Now was worse. Now there was no control over anything. Someone else was telling his arm to move. This was no kid’s game. Someone else bent that arm. Watly had no say in the matter. Watly didn’t even have a say over which way to move his eyes or what to focus on. When to squint—to flinch—to twitch—to blink. Nothing. Watly wanted to scream. He wanted to bail out. Where’s the escape hatch? Dammit! Nobody had warned him properly. Nobody had said it was like this. Five to seven hours of this? I’ll go mad, he thought. Worse than mad. I’ll raping die in here. I want out!
Watly felt his hands grip the armrests. His body leaned forward slowly. After a brief pause, Watly felt his body carefully stand up.
And he had nothing whatsoever to do with it.
CHAPTER 6
W atly knew something of history.
Not a whole lot, but enough. Enough to fake it. Enough to think about, to concentrate on, and to ponder over. He’d learned some of it from the CV, some of it from books and leafs, some of it on keyboard, but most of it from stories.

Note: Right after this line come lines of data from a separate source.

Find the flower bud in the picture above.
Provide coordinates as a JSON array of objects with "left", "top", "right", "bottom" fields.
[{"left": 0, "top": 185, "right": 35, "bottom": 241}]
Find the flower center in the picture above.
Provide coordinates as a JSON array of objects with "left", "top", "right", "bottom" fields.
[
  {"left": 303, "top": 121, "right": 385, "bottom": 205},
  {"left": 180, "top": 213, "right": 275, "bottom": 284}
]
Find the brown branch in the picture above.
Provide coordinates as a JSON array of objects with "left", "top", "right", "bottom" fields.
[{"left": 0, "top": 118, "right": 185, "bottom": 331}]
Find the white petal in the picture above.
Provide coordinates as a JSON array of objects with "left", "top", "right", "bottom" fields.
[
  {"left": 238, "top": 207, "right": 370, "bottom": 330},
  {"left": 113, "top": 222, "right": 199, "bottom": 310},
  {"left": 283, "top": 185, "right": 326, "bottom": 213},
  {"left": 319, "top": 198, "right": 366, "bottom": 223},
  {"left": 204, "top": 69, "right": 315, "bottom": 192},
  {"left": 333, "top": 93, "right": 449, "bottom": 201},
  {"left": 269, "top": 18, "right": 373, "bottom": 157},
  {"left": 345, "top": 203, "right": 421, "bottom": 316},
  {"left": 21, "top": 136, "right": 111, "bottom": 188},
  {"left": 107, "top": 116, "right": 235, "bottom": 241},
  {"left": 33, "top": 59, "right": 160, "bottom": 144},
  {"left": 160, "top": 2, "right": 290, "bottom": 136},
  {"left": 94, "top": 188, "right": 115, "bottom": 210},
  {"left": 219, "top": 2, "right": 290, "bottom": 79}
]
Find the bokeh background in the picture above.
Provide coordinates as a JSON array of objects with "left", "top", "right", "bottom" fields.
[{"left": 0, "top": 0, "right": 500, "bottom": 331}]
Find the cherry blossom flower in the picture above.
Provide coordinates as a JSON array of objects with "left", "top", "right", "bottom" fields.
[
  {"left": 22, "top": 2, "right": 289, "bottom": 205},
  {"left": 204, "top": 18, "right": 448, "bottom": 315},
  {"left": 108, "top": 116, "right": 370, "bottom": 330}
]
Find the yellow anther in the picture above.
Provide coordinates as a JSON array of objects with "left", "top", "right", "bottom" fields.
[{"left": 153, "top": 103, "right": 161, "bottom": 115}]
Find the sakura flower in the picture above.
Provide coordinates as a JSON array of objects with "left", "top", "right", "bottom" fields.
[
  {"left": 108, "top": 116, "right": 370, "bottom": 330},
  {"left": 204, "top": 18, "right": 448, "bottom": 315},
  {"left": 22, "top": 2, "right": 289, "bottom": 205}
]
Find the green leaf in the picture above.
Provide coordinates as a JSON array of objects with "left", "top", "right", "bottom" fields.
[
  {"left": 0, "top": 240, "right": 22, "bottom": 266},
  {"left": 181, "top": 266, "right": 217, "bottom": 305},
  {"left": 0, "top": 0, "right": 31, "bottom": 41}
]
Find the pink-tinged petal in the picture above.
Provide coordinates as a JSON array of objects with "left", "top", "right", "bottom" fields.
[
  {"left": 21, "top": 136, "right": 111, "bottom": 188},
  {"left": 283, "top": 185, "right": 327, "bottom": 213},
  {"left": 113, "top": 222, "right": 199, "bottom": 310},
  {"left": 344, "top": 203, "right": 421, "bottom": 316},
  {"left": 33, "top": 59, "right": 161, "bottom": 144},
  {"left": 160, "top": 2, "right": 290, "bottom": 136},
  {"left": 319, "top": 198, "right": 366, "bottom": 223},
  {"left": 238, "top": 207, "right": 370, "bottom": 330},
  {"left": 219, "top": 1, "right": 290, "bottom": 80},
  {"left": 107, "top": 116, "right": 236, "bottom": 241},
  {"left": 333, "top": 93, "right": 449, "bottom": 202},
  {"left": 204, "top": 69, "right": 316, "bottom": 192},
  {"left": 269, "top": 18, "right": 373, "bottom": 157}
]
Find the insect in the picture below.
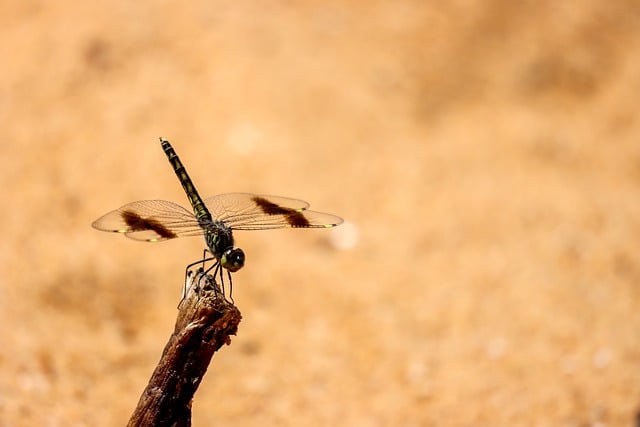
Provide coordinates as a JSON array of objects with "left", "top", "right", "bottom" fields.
[{"left": 91, "top": 138, "right": 343, "bottom": 297}]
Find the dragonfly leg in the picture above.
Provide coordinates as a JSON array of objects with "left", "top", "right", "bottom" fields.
[
  {"left": 181, "top": 254, "right": 217, "bottom": 301},
  {"left": 227, "top": 270, "right": 235, "bottom": 305}
]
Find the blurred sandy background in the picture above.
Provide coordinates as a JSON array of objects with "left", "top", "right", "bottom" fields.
[{"left": 0, "top": 0, "right": 640, "bottom": 426}]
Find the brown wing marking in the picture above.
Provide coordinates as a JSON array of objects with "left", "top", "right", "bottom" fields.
[
  {"left": 251, "top": 196, "right": 311, "bottom": 228},
  {"left": 121, "top": 210, "right": 178, "bottom": 239}
]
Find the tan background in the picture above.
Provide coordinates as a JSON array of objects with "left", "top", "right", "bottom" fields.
[{"left": 0, "top": 0, "right": 640, "bottom": 426}]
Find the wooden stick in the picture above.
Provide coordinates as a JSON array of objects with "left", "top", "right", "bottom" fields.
[{"left": 128, "top": 270, "right": 242, "bottom": 426}]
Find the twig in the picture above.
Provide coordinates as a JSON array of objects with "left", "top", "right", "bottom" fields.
[{"left": 128, "top": 271, "right": 242, "bottom": 426}]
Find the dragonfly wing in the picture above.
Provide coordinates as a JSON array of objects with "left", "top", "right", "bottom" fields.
[
  {"left": 204, "top": 193, "right": 342, "bottom": 230},
  {"left": 91, "top": 200, "right": 202, "bottom": 242}
]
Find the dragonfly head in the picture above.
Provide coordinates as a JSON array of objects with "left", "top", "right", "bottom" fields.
[{"left": 220, "top": 248, "right": 244, "bottom": 273}]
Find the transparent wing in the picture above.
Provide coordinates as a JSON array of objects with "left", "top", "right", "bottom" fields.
[
  {"left": 91, "top": 200, "right": 203, "bottom": 242},
  {"left": 204, "top": 193, "right": 342, "bottom": 230}
]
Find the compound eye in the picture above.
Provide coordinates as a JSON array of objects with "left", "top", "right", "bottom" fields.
[{"left": 220, "top": 248, "right": 244, "bottom": 273}]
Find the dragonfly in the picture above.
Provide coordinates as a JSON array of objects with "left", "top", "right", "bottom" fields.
[{"left": 91, "top": 138, "right": 343, "bottom": 298}]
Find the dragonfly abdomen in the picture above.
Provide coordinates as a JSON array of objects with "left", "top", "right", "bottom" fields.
[{"left": 160, "top": 138, "right": 211, "bottom": 223}]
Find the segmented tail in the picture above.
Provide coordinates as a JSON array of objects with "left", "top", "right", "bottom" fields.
[{"left": 160, "top": 137, "right": 211, "bottom": 222}]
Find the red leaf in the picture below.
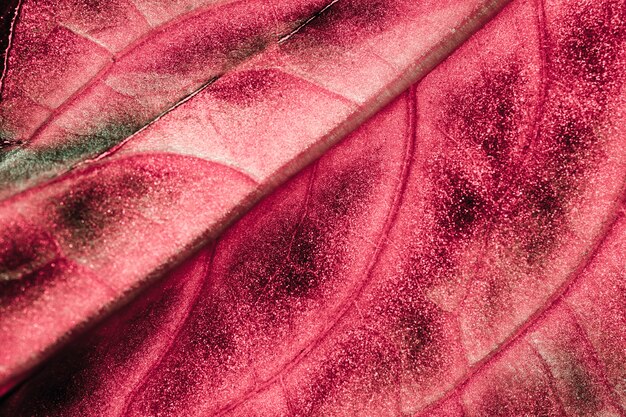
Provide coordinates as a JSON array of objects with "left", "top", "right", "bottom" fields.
[
  {"left": 0, "top": 0, "right": 505, "bottom": 391},
  {"left": 2, "top": 0, "right": 626, "bottom": 416}
]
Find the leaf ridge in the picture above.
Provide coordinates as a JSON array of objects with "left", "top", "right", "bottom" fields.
[
  {"left": 0, "top": 0, "right": 23, "bottom": 101},
  {"left": 560, "top": 300, "right": 626, "bottom": 417},
  {"left": 119, "top": 244, "right": 215, "bottom": 417},
  {"left": 214, "top": 86, "right": 417, "bottom": 416}
]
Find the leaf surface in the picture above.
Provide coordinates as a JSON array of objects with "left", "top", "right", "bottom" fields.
[
  {"left": 0, "top": 0, "right": 505, "bottom": 390},
  {"left": 1, "top": 0, "right": 626, "bottom": 416}
]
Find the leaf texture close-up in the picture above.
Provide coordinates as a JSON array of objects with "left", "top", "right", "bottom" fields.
[{"left": 0, "top": 0, "right": 626, "bottom": 417}]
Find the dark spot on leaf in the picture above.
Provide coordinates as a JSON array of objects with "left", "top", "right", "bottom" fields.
[
  {"left": 0, "top": 125, "right": 137, "bottom": 186},
  {"left": 0, "top": 259, "right": 71, "bottom": 309},
  {"left": 447, "top": 62, "right": 524, "bottom": 167},
  {"left": 52, "top": 172, "right": 153, "bottom": 246},
  {"left": 208, "top": 70, "right": 278, "bottom": 106},
  {"left": 0, "top": 225, "right": 57, "bottom": 282},
  {"left": 283, "top": 0, "right": 400, "bottom": 50},
  {"left": 435, "top": 169, "right": 488, "bottom": 241},
  {"left": 228, "top": 161, "right": 376, "bottom": 319},
  {"left": 556, "top": 0, "right": 626, "bottom": 91}
]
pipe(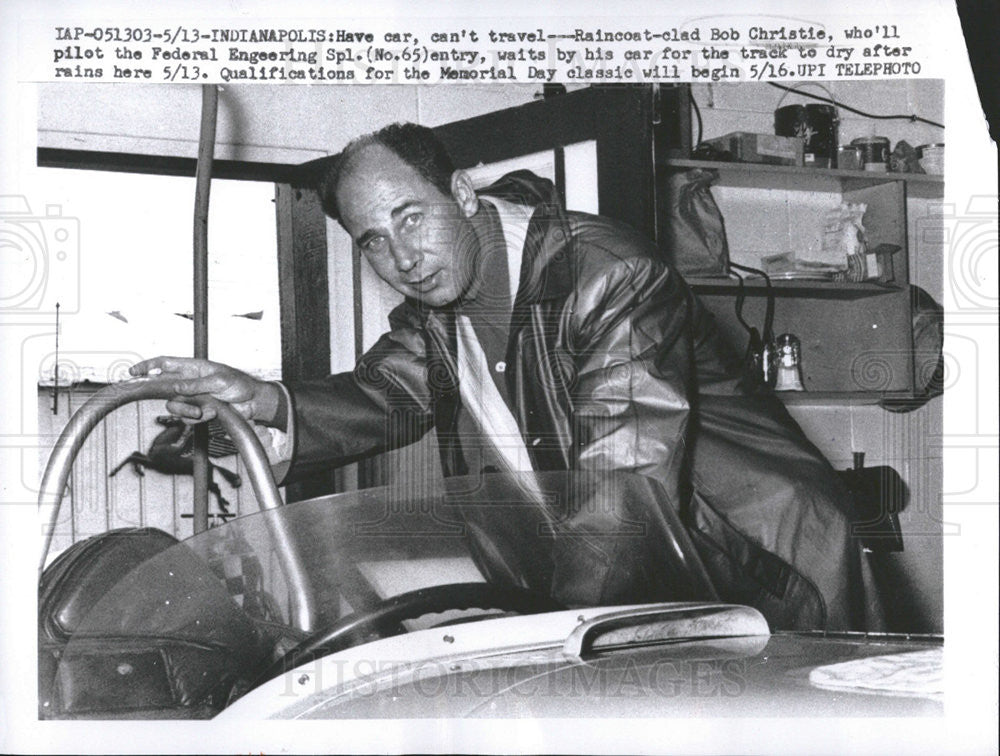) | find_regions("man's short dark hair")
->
[319,123,455,218]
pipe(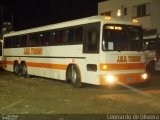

You’d always hear stories.
When he put it all together it was impossible for him to tell how much of the history he knew was true, how much was conjecture, educated guesses, and outright lies. And there were a lot of holes.
Nobody knew much about the time before Cedetime, about the time when it was called the United States instead of the United Countries. All Watly knew was that they fought like crazy, those “united” states. Economics, politics, laws, religion, medicine, the bomb, drugs, sex, everything. Mostly money, though. That, Watly knew, was always the bottom line.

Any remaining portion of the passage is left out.